• Hoje eu fiquei com vergonha alheia. O TJE-PA absolveu o médico, empresário e ex-deputado Luiz Afonso Sefer de ter estuprado uma criancinha de 9 anos, durante quatro anos seguidos, em sua própria casa. Pior: quem assistiu à sessão teve a sensação de que a menina é que foi culpada por todo o horror que sofreu, sozinha, sem amparo da família, de ninguém, muito menos do Estado e do Judiciário. A procuradora de Justiça que representou o MP foi meramente protocolar, sequer se deu ao trabalho de fazer sustentação oral, preferindo dizer que tudo já estava nos autos e entregou todo o tempo para o ex-ministro Márcio Thomaz Bastos que, a peso de ouro – para ciúme dos defensores locais, correu à boca pequena no Fórum que Sefer pagou-lhe honorários de R$6 milhões – deitou e rolou para a plateia.

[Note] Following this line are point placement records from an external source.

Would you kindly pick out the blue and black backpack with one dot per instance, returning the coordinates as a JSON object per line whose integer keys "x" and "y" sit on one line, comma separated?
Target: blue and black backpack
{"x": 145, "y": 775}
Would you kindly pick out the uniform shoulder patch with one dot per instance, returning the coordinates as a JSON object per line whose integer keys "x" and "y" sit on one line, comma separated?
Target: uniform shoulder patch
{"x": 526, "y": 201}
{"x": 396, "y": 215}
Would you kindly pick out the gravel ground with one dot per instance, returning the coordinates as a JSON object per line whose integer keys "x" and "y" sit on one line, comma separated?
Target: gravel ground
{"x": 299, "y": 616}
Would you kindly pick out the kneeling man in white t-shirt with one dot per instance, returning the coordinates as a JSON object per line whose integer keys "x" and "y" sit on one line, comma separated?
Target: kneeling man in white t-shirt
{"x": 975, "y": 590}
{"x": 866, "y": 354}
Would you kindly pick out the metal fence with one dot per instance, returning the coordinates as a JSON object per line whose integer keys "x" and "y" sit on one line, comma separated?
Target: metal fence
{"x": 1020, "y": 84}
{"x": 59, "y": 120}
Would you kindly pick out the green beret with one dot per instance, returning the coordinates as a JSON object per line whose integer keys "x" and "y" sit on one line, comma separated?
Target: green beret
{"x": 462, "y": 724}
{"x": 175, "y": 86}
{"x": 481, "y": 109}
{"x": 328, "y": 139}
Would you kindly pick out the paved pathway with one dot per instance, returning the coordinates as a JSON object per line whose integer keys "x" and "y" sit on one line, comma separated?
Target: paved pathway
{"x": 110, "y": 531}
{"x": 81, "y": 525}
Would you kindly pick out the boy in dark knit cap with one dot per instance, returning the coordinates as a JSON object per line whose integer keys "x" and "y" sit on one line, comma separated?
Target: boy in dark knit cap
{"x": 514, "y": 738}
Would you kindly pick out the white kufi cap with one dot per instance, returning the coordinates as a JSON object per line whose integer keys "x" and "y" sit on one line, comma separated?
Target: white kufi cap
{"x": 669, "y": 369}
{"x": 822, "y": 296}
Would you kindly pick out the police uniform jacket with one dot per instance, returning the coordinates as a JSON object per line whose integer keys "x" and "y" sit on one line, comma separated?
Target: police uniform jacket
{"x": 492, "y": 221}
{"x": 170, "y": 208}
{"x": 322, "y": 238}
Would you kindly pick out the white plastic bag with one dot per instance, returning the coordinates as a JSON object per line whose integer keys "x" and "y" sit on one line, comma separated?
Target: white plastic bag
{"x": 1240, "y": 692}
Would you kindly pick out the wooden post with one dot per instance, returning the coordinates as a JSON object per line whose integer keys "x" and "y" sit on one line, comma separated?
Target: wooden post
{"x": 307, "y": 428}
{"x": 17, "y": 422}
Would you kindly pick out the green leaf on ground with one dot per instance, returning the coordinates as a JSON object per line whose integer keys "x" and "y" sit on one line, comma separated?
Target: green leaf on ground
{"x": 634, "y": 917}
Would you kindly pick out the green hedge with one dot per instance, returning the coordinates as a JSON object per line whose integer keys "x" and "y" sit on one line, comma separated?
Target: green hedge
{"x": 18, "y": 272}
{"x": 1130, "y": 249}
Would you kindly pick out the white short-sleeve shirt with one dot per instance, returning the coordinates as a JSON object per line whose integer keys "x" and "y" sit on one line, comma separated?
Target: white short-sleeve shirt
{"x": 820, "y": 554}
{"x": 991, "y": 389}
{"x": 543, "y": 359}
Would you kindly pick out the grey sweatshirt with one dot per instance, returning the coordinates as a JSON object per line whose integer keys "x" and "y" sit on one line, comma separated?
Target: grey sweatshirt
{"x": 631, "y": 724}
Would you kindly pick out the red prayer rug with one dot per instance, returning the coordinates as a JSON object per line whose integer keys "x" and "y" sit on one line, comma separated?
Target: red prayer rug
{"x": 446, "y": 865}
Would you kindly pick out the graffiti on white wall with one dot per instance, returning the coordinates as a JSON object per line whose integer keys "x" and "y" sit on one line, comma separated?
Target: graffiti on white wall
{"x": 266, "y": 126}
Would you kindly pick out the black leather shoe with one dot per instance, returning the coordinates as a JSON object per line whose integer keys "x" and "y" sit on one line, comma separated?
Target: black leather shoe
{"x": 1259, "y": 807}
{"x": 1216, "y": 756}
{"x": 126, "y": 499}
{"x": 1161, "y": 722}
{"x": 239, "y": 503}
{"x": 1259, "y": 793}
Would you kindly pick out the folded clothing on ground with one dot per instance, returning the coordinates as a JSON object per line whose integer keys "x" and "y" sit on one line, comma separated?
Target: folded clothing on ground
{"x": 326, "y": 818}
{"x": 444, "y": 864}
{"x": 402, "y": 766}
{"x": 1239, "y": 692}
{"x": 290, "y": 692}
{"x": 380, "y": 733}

• Sefer foi condenado pela juíza Maria das Graças Alfaia Fonseca, titular da Vara Penal de Crimes Contra Crianças e Adolescentes de Belém, em 6 de junho de 2010, a 21 anos de prisão, mas hoje o algoz da menor S. B. G. foi absolvido. O relator da apelação penal, desembargador João Maroja, acolheu o argumento da defesa de – vejam só! - insuficiência de provas, apesar do farto material probante, com detalhes medonhos, atrozes, que levam às lágrimas qualquer ser humano com um mínimo de sensibilidade. O revisor, desembargador Raimundo Holanda, acompanhou seu voto. O juiz convocado Altemar da Silva Paes foi o único a divergir, votando pela manutenção da condenação. E fez questão de dizer que não violentaria sua consciência. Bravo, professor! O senhor foi voto vencido mas fez sua parte para a aplicação da Justiça, com J maiúsculo.
• Segundo a denúncia do Ministério Público, confirmada pela sentença em 1º Grau, em meados de 2005 Sefer trouxe para Belém, do município de Mocajuba, para ser companhia de sua filha - que à época já era adolescente e nem morava com ele (!) - uma criança de 9 anos. E abusou sexualmente dela desde os primeiros dias, além de torturá-la física e psicologicamente.
• Hoje, dois dos três membros da a 3ª Câmara Criminal Isolada adotaram a tese da defesa de que a palavra da ofendida seria prova insuficiente para a condenação, que o acusado não tinha perfil psicológico de abusador e que não havia precisão sobre o período e nem a quantidade de vezes em que o abuso teria sido praticado (!).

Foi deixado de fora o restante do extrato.